In his first address to the United Nations, US President Joe Biden has urged global cooperation through "a decisive decade for our world".

His calls for unity come amid tensions with allies over the US' Afghanistan withdrawal and a major diplomatic row with France over a submarine deal.

The US also announced it was doubling its climate finance pledge by 2024.

Reaffirming his support for democracy and diplomacy, Mr Biden said: "We must work together like never before."

The 76th General Assembly in New York City takes place against the backdrop of a climate crisis and a once-in-a-century pandemic, both of which have sharpened global divides.

Mr Biden pushed for cooperation on these fronts, saying: "Whether we choose to fight for our shared future or not will reverberate for generations to come.
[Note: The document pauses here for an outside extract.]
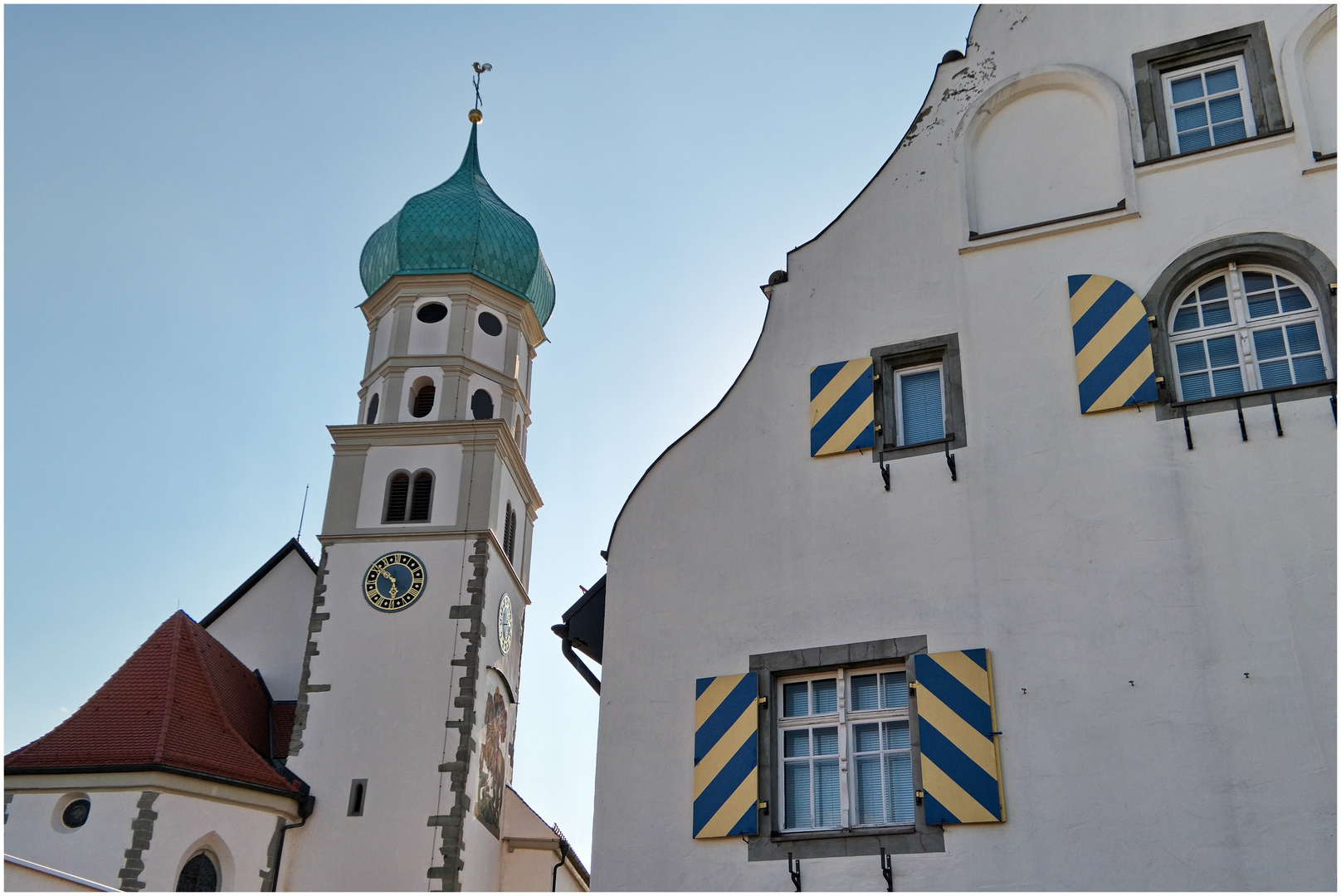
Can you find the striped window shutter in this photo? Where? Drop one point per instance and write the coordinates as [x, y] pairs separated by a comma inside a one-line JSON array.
[[1114, 363], [726, 756], [957, 719], [842, 408]]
Simply put, we stand, in my view, at an inflection point in history."

What else did Biden say?

Mr Biden on Tuesday stressed that the US is "not seeking a new Cold War or a world divided into rigid blocs".
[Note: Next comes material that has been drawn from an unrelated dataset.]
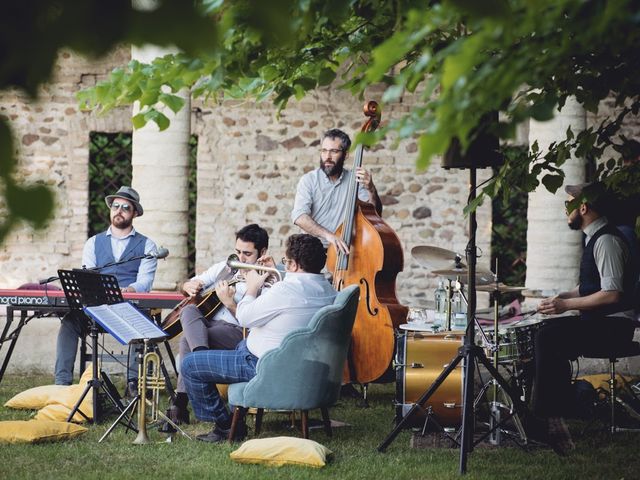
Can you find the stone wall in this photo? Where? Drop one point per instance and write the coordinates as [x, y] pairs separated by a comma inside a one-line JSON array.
[[249, 162]]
The US, he said, "is ready to work with any nation that steps up and pursues peaceful resolution to shared challenges, even if we have intense disagreements in other areas".

The remark appeared to be a response to UN Secretary General Antonio Guterres, who this weekend warned the US and China were headed for "a Cold War that would be different from the past one, and probably more dangerous and more difficult to manage".

The president also touted the pullout from Afghanistan, which has been criticised by allies at home and abroad, saying the US was ending a "period of relentless war" for a "new era of relentless diplomacy".

Mr Biden offered a key pledge on climate finance as well, saying the US will increase funding for developing countries to $11.4bn (£8.3bn) by 2024. This means the US will offer just over half of the European Union's pledge to help poorer nations cope with climate change.

The developed world had pledged to provide these countries $100bn a year by 2020 but this has still not been achieved.

UK Prime Minister Boris Johnson - who is meeting with Mr Biden later on Tuesday - praised the "massive contribution" and said the US had "stepped up to the plate".

At the end of his first address, Mr Biden promised that the US would lead "with our allies".

"We will lead on all the greatest challenges of our time, from Covid to climate, human dignity and human rights, but we will not go it alone," he said.

Why are allies sceptical?

World leaders at odds with former President Donald Trump had hoped for a more stable and reliable America under his successor's leadership - but Mr Biden's most recent foreign policy moves have made some uneasy.

The US' lack of coordination during the Afghanistan exit after two decades of war rankled allies and led to an international scramble to evacuate. The Nato mission at the time of the withdrawal comprised troops from 36 countries, three-quarters of whom were non-American.

Last week, a trilateral US-UK deal to provide Australia with nuclear-powered submarines infuriated the French, who had their own five-year-old contract to build conventional submarines for the Australians. French foreign minister Jean-Yves Le Drian described the agreement as "a stab in the back", and the top French diplomats in both countries were recalled.

The Biden administration has also seen international criticism over alleged US hoarding of Covid-19 vaccines and non-reciprocal travel restrictions, as well as frugality with climate aid.

A speech to reassure America's allies

Analysis box by Jon Sopel, North America editor
Analysis box by Jon Sopel, North America editor

After four years of America First and Donald Trump's isolationist nationalism, this was a speech the leaders of the liberal democracies wanted to cheer. But Joe Biden's first appearance before the UN General Assembly will be treated with a good deal of scepticism after America's shambolic departure from Afghanistan.

That said, the US president was determined to push his more outward looking view of the world. And turning a page, he was able to say this was the first time in 20 years that America wasn't at war.

British diplomats will have cheered his pledge to double to $11.4bn the money to tackle climate change by 2024 - something they have been lobbying the White House relentlessly on.

One issue that enjoys bipartisan support in Washington is the threat posed by China - the driving force behind the new security partnership with Britain and Australia. He didn't mention the world's other superpower by name, but it's clear who he was talking about.

The US president has had a torrid, horrid summer. This speech was an attempt to reassure America's international allies - and to put flesh on the bones of his claim that "America is back".